In India, pension funds are long-term plans that provide greater returns when the policy reaches maturity. The Pension Fund Regulatory & Development Authority (PFRDA) oversees pension funds. Only six fund institutions in India are now permitted to sell pension funds. Investors have the option of making a single large investment or several smaller premium investments which will guarantee an income source after retirement. Pension funds are a great tool for retirement planning in India.

Unit-linked Insurance Plan or ULIP Plan:

Unit-linked Insurance Plan is among the finest pension plans in India. These are widely popular means of retirement planning due to their dual benefit. They offer investment as well as insurance options to investors. The corpus accumulated with a Unit-linked Pension Plan or ULIP offers financial security and stability to the investors.

Unit linked Insurance Plan offers life cover,i.e., in the event of the policyholder passing, the assured sum is transferred to the nominee of the policy.

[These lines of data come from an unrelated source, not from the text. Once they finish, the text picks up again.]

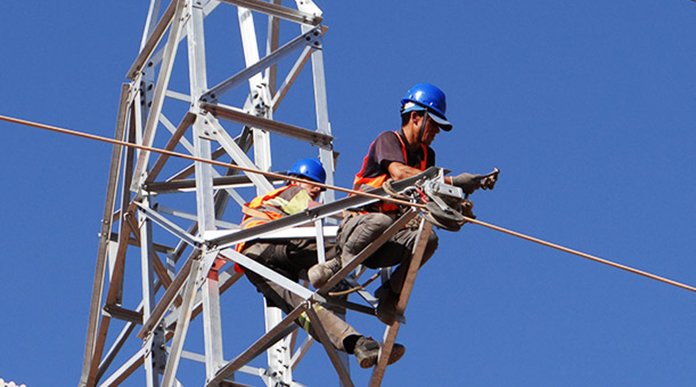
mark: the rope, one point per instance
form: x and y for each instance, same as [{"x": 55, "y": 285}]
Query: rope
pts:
[{"x": 345, "y": 190}]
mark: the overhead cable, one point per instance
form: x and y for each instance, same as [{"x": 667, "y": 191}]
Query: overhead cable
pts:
[{"x": 345, "y": 190}]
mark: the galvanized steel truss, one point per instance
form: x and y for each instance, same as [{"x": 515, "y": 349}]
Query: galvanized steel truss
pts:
[{"x": 177, "y": 244}]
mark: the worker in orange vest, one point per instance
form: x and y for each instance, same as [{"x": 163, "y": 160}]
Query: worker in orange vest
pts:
[
  {"x": 292, "y": 259},
  {"x": 394, "y": 155}
]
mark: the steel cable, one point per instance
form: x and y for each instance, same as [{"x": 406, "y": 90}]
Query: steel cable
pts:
[{"x": 344, "y": 190}]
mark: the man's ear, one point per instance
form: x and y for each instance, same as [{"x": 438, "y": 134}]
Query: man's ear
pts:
[{"x": 415, "y": 118}]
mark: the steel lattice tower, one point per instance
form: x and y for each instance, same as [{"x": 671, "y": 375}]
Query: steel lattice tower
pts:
[{"x": 167, "y": 215}]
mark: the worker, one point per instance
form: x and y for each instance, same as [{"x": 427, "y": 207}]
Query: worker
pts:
[
  {"x": 291, "y": 258},
  {"x": 394, "y": 155}
]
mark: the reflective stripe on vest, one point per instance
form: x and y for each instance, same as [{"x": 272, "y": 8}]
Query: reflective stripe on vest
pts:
[
  {"x": 258, "y": 202},
  {"x": 377, "y": 181}
]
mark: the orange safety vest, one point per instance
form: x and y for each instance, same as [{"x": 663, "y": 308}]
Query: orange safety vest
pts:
[
  {"x": 377, "y": 181},
  {"x": 250, "y": 221}
]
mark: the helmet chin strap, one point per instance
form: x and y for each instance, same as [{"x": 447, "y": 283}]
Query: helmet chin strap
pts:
[{"x": 422, "y": 130}]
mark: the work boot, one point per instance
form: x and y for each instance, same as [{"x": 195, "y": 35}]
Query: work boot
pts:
[
  {"x": 367, "y": 352},
  {"x": 320, "y": 273},
  {"x": 386, "y": 308}
]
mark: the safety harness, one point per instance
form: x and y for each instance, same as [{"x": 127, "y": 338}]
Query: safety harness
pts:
[{"x": 378, "y": 181}]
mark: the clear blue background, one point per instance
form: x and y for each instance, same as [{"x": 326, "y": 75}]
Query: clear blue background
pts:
[{"x": 586, "y": 107}]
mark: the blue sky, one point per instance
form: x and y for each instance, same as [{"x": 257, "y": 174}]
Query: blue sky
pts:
[{"x": 587, "y": 108}]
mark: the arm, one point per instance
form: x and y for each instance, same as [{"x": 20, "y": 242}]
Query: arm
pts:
[{"x": 400, "y": 171}]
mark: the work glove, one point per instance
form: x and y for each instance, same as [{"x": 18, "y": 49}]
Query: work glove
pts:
[{"x": 467, "y": 182}]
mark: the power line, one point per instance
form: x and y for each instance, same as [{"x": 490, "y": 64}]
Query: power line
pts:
[{"x": 346, "y": 190}]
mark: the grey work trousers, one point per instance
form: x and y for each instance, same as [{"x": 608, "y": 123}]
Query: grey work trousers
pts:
[
  {"x": 291, "y": 259},
  {"x": 357, "y": 231}
]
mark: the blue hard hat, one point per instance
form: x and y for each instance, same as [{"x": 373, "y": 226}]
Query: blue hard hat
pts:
[
  {"x": 426, "y": 96},
  {"x": 309, "y": 168}
]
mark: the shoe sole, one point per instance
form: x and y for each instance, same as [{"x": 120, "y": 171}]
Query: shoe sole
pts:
[{"x": 396, "y": 354}]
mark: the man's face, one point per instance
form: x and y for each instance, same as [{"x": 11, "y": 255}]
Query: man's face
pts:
[
  {"x": 313, "y": 190},
  {"x": 431, "y": 130}
]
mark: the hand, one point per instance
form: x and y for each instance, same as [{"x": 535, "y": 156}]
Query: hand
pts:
[{"x": 467, "y": 182}]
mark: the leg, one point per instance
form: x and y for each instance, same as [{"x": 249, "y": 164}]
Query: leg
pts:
[{"x": 337, "y": 329}]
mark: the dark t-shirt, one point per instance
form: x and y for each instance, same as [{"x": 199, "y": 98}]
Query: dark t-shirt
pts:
[{"x": 387, "y": 149}]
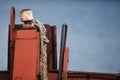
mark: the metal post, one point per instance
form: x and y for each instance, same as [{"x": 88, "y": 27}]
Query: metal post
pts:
[{"x": 62, "y": 49}]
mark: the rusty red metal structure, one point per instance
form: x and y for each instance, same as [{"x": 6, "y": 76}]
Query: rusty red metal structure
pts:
[{"x": 24, "y": 53}]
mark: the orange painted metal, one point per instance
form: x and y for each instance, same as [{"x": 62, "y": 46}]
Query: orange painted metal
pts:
[{"x": 26, "y": 56}]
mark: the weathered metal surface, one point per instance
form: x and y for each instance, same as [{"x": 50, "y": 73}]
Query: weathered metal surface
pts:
[
  {"x": 62, "y": 51},
  {"x": 65, "y": 64},
  {"x": 23, "y": 50},
  {"x": 27, "y": 48},
  {"x": 51, "y": 47},
  {"x": 4, "y": 75}
]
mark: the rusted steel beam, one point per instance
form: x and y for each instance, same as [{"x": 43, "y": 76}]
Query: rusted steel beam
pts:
[{"x": 65, "y": 64}]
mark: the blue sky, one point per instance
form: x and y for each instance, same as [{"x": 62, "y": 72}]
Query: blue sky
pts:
[{"x": 93, "y": 30}]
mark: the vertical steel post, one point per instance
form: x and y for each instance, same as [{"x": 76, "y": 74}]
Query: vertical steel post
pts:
[{"x": 62, "y": 49}]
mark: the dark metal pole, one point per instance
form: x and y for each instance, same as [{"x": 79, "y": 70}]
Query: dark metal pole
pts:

In the event the Unit-linked Insurance Plan or ULIP matures while the policyholder is still alive, they receive the maturity value of the Unit-linked Insurance Plan or ULIP. Furthermore, under Sections 80C and 10D of the Income Tax Act of 1961,Unit-linked Pension Plans are exempt from taxation.

Final Thoughts

In India, pension plans offer retired people a variety of options and strategies to help them prepare for retirement. Retirement is no longer regarded as a burden. Even after retirement, you can still lead a self-sufficient life while achieving your financial goals and having financial freedom. For a stress-free retirement, you have a variety of pension schemes in India available both online and offline. Although you may evaluate and choose the finest plans for you, it is essential that you carefully read the terms and conditions before investing in any pension scheme.